Je n'arrive pas à finir ma phrase. Les mots sont bloqués dans ma gorge.

- On sait mon pote, me dit Ruzzek d'une voix compatissante. Mais maintenant, tout est rentré dans l'ordre.
- … J'ai cru que je l'avais perdue, murmurais-je, comme pour moi même. Quand … Quand j'étais dans la voiture et qu'elle ne répondait pas à nos appels …

Je secoue mon visage. Les mots sont trop faibles pour décrire ce que j'ai ressenti à ce moment.
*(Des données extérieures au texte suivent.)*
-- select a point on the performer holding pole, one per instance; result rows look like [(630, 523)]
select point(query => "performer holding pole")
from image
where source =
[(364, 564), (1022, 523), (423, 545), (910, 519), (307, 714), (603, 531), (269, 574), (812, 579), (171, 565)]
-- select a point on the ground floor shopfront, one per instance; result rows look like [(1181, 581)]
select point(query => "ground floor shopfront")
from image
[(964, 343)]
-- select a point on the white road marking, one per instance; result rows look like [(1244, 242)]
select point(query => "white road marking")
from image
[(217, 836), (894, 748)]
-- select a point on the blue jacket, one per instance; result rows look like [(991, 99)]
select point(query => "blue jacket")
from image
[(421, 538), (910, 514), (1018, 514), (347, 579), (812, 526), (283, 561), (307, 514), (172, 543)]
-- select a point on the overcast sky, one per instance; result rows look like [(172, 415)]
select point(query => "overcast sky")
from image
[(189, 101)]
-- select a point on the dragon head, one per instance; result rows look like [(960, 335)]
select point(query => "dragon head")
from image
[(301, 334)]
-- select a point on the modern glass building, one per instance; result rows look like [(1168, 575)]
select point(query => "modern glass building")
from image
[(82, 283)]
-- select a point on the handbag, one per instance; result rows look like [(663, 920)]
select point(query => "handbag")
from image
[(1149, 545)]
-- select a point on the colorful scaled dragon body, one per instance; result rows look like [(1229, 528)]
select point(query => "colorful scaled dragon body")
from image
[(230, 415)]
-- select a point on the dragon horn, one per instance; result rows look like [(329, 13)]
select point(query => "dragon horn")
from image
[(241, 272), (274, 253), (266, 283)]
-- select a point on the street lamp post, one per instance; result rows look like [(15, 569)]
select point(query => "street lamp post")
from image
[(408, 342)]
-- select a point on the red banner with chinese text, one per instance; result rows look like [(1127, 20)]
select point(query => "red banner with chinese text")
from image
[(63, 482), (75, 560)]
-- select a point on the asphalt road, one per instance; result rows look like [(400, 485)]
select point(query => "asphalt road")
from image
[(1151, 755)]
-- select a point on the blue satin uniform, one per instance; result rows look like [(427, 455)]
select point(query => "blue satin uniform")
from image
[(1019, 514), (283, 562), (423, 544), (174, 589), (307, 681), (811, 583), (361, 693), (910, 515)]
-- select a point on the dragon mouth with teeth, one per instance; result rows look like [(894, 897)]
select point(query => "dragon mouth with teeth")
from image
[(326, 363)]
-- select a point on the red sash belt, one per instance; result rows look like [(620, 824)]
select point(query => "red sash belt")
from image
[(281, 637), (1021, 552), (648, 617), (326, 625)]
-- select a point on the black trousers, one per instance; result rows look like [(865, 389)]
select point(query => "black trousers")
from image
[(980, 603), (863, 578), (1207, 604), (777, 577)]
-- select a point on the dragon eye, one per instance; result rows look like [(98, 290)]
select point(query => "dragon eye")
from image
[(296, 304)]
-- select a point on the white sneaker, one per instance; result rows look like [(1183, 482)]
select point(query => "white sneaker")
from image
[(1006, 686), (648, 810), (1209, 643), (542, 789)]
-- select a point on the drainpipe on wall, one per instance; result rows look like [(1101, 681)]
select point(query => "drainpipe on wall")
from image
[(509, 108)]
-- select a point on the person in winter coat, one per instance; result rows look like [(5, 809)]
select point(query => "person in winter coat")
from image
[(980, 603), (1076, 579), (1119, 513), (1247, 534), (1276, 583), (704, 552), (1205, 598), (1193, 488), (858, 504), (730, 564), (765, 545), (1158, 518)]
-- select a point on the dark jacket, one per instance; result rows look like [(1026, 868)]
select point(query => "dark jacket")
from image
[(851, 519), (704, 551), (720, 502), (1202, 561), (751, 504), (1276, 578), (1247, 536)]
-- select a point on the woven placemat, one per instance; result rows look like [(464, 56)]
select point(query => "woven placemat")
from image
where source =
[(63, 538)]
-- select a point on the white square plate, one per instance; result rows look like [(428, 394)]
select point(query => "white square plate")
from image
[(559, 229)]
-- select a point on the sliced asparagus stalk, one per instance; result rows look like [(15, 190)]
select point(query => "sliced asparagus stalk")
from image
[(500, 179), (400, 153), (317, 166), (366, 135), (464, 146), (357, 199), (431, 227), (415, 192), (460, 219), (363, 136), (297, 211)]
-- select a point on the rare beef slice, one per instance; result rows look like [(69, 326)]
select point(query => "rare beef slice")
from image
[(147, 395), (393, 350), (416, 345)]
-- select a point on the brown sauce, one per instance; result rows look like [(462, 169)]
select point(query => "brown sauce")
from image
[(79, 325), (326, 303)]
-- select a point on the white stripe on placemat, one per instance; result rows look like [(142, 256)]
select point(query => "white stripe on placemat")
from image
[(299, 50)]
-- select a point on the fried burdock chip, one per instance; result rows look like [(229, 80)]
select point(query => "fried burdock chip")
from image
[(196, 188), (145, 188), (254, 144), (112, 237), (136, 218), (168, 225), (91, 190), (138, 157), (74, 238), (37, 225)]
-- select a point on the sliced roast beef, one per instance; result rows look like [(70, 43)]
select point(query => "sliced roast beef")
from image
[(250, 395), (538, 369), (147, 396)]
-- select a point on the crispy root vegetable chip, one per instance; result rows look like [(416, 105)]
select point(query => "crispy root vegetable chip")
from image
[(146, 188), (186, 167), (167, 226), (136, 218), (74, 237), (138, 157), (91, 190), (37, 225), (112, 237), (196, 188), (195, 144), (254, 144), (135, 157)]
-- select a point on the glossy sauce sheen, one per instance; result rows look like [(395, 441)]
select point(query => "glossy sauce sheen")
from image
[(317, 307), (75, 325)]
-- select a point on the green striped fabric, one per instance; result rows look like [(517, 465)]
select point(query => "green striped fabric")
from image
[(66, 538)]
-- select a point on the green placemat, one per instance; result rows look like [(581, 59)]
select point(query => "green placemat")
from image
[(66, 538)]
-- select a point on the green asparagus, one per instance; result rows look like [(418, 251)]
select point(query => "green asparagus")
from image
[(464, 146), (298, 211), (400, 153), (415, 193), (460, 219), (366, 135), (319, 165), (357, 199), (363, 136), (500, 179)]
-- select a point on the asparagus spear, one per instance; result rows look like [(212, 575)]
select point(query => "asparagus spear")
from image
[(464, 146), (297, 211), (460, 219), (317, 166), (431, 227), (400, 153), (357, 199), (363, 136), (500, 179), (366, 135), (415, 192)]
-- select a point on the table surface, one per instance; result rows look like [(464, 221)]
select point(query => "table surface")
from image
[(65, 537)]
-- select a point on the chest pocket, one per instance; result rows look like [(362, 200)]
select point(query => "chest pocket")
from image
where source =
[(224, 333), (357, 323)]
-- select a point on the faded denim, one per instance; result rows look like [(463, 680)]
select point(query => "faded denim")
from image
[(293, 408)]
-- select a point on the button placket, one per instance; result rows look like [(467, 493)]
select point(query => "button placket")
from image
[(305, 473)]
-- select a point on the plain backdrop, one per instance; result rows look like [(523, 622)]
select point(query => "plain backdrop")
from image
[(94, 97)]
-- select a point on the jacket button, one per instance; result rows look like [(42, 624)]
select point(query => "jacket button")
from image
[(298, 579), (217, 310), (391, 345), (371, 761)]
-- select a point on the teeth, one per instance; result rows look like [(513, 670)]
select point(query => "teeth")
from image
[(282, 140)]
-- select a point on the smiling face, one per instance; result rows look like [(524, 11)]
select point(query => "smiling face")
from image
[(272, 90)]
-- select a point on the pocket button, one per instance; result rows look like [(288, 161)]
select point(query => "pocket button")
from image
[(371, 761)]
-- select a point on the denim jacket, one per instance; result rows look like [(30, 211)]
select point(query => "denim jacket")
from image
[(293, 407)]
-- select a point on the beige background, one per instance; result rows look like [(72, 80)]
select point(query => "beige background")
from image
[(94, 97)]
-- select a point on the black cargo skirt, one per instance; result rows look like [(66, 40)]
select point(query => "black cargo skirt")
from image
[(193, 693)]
La peur, l'angoisse ? Non, c'était bien pire que ça …

- Mais elle va bien Jay, m'assure Antonio. Et on a arrêté Roland et son équipe. Donc Lindsay n'a plus rien à craindre.
- Elle est en sécurité.


- Jay … Jay … !

Je reviens à la réalité en sentant une main posée sur mon bras. J'aperçois Erin, accroupie face à moi, le regard soucieux.

- Qu'est ce qui se passe ?

Je secoue mon visage, pour lui faire comprendre que tout va bien. Mais c'est dur. Terriblement dur. Parce que ma réponse est totalement fausse.

- Jay … T'as vu ton état ? Ne me dis pas que c'est rien…

Je passe une main sur mes yeux devenus humides. Je m'en veux de craquer … Et surtout devant elle.

- Qu'est ce qui se passe ? me demande-t-elle à nouveau, dans un murmure.
- Ne me refais plus jamais ça …

Elle semble comprendre le message, puisque je vois son visage afficher une expression mi- désolée, mi- coupable.

- En l'espace d'un mois, j'ai cru te perdre 3 fois Erin…

Elle reste toujours silencieuse, tandis que j'aperçrois se fermer soudainement.

- Je sais que tu ne vas pas bien. Mais tu n'as pas le droit de me faire ça… Tu n'as pas le droit de nous faire ça…

Elle fronce les sourcils :

- De quoi Jay ?
- Tu demandes à Nick de te mettre une balle dans la tête … Ensuite, Roland envoie ses gars pour te tuer et pour finir …

Je ferme les yeux, repensant à cette nuit où nous l'avions retrouvée entre la vie et la mort.